This map utilizes data gathered in the 1850s from customers of New York’s Emigrant Industrial Savings Bank (EISB) to uncover patterns in Irish emigration and residence in New York. The EISB records are uniquely suited to this task because bank employees asked new Irish depositors precisely where they had been born. One might assume that since the Great Famine of the late 1840s and early 1850s caused suffering all over Ireland, the emigration rate from parish to parish would have been fairly uniform. What these maps show, however, is that in most cases, the emigration rate from parish to parish varied widely, and was determined not by the severity of the Famine, but by the extent to which residents of each parish had established ties to New York before the potato blight struck in 1846. (The parish names and boundaries found on these maps are what the Irish referred to as “civil parishes,” not Roman Catholic parishes.)
The map refers to “EISB emigrants” to remind users that our dataset is comprised of about 11,000 Irish immigrants who opened accounts from the EISB’s founding in 1850 to the fall of 1858 (for accounts opened after that date, deposit and withdrawal records are no longer extant). Given that there were about 200,000 Irish immigrants in New York in 1855, that means the EISB records represent about a 5% sample of the city’s Irish community. But bear in mind that it is not a perfect sample.
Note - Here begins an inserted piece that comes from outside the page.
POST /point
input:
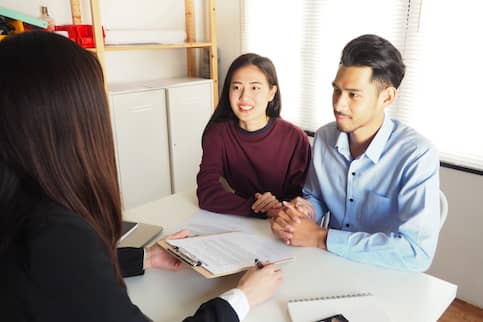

For example, 43% of adult male Irish immigrants in New York in 1855 worked at jobs like day laborer that required no skills or training, while only 39% of the EISB Irish customers held such jobs. Still, the bank’s customers are fairly representative of the city’s Irish immigrant population.
One of the most useful versions of the Irish map documents the per capita emigration rate by parish. That data gives the best sense of how much each parish was impacted by emigration. Keep in mind that the per capita figures, which represent the number of EISB depositors per 100,000 parish inhabitants, do not represent the total number of emigrants from a given parish. The actual number would have been much higher. But one can use these numbers to compare the rate of emigration from one parish to the next.
Finally, note that because Ireland’s major cities were subdivided into many tiny parishes that would not be visible on maps of this scale, the population of major cities is given in total and not broken down by parish.